I was about five or six years old when my mom told me the story of Frederick Douglass. In my memories, his history was woven into her tales of my enslaved ancestors, which were lovingly and proudly passed down to me. The first time I saw a portrait of him, he reminded me of a fierce and protective lion, probably because of his mane of silvered hair and noble mien. It’s more than 60 years later, and I am still in love with Douglass. It’s a love wrapped in awe, honor, and respect for a man who stands as one of our greatest Americans. 

Since those days of childhood, I’ve learned much more about him—thanks to both his own words and the works of many historians. He, like all men and women, had fears and flaws. His very humanity and his ability to move through and transcend the myriad obstacles placed in his path—of enslavement, illiteracy, and virulent racism—to rise to the heights of national and international prominence speaks volumes. This, in a time when black Americans were most often viewed as sub-human chattel. This was a time when so many of us were held in bondage. This was a time when murderous gangs of whites—in the South and the North—targeted free black people to be tarred, lynched, burned out, and dragged back into enslavement.
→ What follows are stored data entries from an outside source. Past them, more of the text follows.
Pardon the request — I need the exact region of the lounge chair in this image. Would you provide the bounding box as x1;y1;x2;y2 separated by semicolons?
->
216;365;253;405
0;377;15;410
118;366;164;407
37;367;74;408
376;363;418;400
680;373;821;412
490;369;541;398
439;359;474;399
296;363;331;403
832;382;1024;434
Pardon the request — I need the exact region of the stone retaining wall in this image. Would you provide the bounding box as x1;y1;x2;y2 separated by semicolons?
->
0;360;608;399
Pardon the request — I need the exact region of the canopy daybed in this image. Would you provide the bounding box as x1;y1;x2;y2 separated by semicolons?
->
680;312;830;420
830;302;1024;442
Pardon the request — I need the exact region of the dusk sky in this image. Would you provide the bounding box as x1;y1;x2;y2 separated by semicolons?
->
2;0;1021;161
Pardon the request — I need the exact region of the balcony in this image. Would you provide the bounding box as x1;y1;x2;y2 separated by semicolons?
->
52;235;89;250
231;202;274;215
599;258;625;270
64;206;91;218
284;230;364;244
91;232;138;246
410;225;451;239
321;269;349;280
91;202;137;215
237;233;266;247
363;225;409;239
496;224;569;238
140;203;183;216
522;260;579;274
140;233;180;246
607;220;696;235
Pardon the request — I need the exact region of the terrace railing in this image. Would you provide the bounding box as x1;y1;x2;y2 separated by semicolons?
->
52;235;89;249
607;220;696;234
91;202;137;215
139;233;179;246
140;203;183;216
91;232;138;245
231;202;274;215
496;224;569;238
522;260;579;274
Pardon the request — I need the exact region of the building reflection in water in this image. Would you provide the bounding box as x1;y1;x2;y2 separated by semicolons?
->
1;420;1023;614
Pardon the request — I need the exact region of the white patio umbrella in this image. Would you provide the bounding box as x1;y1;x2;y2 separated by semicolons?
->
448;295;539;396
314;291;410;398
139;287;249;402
My Valentine’s card for you today, on the day he chose as his birthday, is a tribute to this warrior for social justice. This abolitionist, feminist, orator, writer, and statesman.
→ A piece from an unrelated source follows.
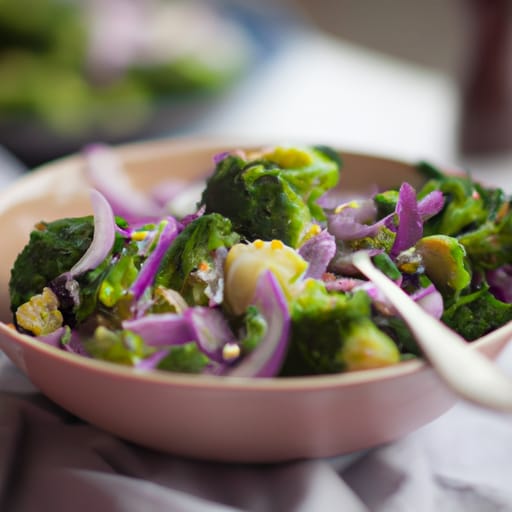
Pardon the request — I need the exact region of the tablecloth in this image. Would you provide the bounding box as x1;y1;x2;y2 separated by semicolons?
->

Like many of those born into slavery, Frederick Douglass had no idea of the date of his birth. He knew neither his age nor the day on which to commemorate each new year that was added to it. Escaping slavery in Maryland for freedom in the North, Douglass thus had to select a day on which to celebrate his birthday. He chose St. Valentine’s Day, after recalling that his mother had so often called him her “Little Valentine.”

 
 

So much of what we know of Douglass is from his own words. Available free online is Narrative of the Life of Frederick Douglass, an American Slave which needs to be required reading in every school across America, and is available in numerous translations for school children worldwide.

As Frederick Douglass writes in the last paragraph of this autobiography, in 1841 he became an orator for the Anti-Slavery Society. By 1845 he had become well-known for his performances at abolitionist rallies, but he was so articulate and intelligent that many people had begun to doubt he had ever actually been a slave. He wrote his Narrative both to “prove” his identity, and to bring his eloquent indictment of slavery to a wider audience. It was probably the best-selling of all the fugitive slave narratives: 5000 copies were sold within four months of its first printing, and 6 new editions were published between 1845 and 1849. Douglass published two later versions of his autobiography: My Bondage and My Freedom (1855) and The Life and Times of Frederick Douglass (1881).

One of the details of Douglass’ life that we tend to forget because he is such a towering historic figure is that he was not a free man, even after his escape from enslavement in 1838. He was a fugitive.

By 1841 Douglass began to travel about the North, speaking for the anti-slavery society. These speaking tours—like this trip to Indiana—were not always met with peace and love. He was traveling with white abolitionists George Bradburn and William A. White:

Douglass and a group composed of both blacks and whites came to eastern Indiana in 1843. Their reception, however, was less than cordial. “At our first meeting,” Douglass wrote later of their stop in Richmond, “we were mobbed, and some of us got our good clothes spoiled by evil-smelling eggs.”

In Frederick Douglass by William S. McFeely, we learn just how dangerous it was for him.

Original.Fighting the Mob in Indiana..unknown.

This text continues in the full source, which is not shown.